What Google does when it finds duplicate content:

“…try to bundle everything together and treat it as one piece of content.”

Matt continued:

“It’s just treated as something that we have to bundle appropriately. And we have to make sure it ranks correctly.

He explained that Google then chooses which page to display in search results and filters out duplicate pages to improve user experience.

How Google Handles Duplicate Content – ​​2020 Version

Fast forward to 2020 and Google released a Search Off the Record podcast episode where the same topic is described in remarkably similar language.

here is relevant section of this podcast from minutes 06:44 into the episode:

“Gary Illyes: And now we’ve ended up with the next step, which is actually canonization and dupe detection.

Martin Splitt: Isn’t it the same thing, detection of dupes and canonization, in a way?

Gary Illyes: [00:06:56] Well, it’s not, is it? Because you have to detect the dupes first, group them together roughly, saying that all these pages are dupes of each other,
and then you basically have to find a page leader for each of them.

…And that’s canonization.

So you have duplication, which is the whole term, but inside of that you have cluster building, like dupe cluster building, and canonicalization. “

Gary then explains in technical terms exactly how they do it.
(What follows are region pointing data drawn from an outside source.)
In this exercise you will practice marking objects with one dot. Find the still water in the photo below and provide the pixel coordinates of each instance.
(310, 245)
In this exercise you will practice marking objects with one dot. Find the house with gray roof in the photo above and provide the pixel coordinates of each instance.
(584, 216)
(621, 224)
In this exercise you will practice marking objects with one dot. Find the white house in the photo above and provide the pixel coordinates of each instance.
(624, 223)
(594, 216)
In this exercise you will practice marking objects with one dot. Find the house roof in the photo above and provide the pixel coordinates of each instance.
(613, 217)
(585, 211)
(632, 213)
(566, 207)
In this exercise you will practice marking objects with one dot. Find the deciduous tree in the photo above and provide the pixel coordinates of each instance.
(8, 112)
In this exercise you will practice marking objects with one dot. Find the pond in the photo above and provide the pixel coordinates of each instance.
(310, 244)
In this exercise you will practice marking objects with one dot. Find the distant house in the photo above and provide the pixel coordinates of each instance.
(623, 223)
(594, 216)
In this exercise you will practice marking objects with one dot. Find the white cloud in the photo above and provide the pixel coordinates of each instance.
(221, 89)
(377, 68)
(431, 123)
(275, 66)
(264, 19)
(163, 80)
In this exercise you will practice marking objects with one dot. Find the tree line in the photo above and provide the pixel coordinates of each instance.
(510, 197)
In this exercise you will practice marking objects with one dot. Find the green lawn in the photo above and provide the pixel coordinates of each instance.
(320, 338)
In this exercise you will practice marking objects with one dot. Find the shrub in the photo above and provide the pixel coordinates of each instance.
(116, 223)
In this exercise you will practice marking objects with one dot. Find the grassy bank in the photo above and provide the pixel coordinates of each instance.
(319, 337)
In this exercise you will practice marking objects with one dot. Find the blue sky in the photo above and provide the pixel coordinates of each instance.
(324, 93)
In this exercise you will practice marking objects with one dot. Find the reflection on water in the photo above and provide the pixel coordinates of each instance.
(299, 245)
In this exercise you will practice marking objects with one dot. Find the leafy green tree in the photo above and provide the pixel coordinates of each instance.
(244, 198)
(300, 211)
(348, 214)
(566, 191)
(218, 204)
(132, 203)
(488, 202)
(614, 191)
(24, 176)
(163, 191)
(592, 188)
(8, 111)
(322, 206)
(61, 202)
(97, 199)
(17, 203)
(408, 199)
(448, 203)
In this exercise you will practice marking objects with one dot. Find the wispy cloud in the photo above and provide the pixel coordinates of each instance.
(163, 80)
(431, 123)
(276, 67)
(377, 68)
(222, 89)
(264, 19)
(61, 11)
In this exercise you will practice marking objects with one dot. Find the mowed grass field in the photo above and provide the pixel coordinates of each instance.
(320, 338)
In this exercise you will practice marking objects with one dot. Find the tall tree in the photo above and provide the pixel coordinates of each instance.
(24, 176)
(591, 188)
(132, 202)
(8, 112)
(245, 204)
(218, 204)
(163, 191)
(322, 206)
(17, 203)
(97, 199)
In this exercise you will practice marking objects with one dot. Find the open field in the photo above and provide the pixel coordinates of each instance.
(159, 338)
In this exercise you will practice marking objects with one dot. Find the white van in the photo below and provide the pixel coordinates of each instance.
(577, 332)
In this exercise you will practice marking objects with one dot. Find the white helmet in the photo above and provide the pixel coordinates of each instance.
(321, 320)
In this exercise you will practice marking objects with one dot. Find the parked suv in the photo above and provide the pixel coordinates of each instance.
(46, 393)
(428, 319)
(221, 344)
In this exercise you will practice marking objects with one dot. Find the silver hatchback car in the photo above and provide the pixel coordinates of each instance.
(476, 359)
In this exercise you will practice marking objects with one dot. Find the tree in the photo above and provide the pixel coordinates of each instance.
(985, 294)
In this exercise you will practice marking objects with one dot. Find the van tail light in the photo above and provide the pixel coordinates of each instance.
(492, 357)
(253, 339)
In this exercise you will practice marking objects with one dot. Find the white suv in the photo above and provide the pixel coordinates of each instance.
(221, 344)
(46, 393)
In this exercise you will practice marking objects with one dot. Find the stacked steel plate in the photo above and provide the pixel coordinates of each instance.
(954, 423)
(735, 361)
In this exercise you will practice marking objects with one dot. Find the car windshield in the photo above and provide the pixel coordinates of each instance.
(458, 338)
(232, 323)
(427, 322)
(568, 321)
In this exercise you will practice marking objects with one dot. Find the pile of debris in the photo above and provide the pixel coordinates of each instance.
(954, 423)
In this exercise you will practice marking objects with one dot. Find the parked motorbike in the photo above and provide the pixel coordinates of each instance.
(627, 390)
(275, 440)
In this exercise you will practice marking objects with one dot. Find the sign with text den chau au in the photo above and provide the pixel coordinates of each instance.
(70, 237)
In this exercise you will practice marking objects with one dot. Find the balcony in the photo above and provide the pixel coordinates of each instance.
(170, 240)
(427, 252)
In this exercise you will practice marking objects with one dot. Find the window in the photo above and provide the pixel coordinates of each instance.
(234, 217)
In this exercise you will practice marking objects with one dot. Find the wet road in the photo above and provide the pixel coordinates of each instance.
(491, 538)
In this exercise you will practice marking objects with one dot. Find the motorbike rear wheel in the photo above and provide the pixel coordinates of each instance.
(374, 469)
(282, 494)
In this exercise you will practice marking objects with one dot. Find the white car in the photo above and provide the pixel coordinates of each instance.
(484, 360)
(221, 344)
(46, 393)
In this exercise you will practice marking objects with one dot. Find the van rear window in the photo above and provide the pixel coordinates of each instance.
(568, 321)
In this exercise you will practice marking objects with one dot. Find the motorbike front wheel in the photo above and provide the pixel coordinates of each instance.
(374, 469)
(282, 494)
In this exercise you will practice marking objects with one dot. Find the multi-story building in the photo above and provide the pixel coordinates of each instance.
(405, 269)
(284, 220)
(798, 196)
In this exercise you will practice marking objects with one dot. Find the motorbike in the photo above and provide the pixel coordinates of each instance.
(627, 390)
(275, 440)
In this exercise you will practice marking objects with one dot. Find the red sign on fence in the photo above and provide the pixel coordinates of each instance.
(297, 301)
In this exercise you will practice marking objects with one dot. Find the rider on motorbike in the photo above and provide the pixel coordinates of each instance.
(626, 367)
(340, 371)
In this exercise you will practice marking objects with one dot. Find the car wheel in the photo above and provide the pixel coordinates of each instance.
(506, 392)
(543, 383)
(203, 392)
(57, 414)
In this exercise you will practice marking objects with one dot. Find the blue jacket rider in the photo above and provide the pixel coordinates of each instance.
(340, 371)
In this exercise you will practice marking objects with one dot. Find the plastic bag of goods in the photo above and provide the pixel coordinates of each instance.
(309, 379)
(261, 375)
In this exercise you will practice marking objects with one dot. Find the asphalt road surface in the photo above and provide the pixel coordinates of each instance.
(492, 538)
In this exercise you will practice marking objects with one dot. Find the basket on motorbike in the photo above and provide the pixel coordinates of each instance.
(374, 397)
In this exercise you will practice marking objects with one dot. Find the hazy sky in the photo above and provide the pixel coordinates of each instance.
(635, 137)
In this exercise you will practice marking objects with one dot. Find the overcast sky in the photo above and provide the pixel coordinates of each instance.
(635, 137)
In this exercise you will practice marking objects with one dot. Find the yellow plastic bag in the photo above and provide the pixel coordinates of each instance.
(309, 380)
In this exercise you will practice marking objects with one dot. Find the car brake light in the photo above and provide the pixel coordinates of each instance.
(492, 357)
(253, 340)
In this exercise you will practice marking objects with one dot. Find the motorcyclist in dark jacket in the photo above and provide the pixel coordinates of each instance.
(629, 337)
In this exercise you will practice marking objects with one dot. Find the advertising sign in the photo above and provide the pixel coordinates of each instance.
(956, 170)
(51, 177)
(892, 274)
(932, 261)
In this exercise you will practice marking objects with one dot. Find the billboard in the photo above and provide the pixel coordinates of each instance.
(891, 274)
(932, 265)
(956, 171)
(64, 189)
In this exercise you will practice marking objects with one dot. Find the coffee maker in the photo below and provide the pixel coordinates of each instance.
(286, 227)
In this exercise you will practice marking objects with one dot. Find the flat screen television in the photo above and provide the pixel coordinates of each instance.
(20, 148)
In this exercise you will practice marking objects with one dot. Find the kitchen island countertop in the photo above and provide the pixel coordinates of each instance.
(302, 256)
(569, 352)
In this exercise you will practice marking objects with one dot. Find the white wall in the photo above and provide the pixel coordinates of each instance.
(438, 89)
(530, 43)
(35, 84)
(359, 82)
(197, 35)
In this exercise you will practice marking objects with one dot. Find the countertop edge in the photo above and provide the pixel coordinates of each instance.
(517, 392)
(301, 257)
Basically, Google doesn’t look at percentages exactly, but rather compares checksums.

A checksum can be thought of as a representation of content as a series of numbers or letters. So if the content is duplicate, the sequence of checksum numbers will be similar.

Here’s how Gary explained it:

“So for dupe detection, what we do, well, we try to detect dupes.

And the way we do it is maybe the way most users of other search engines do it, which is basically reduce the content to a hash or checksum and then Compare checksums.

Gary said Google does it this way because it’s easier (and obviously accurate).

Google detects duplicate content with checksums

So when talking about duplicate content, it’s probably not a percentage threshold issue, where there’s a number at which the content is said to be duplicated.

Rather, duplicate content is detected with a representation of the content in the form of a checksum, and then those checksums are compared.

Another point to remember is that there seems to be a distinction between when some content is duplicate and all content is duplicate.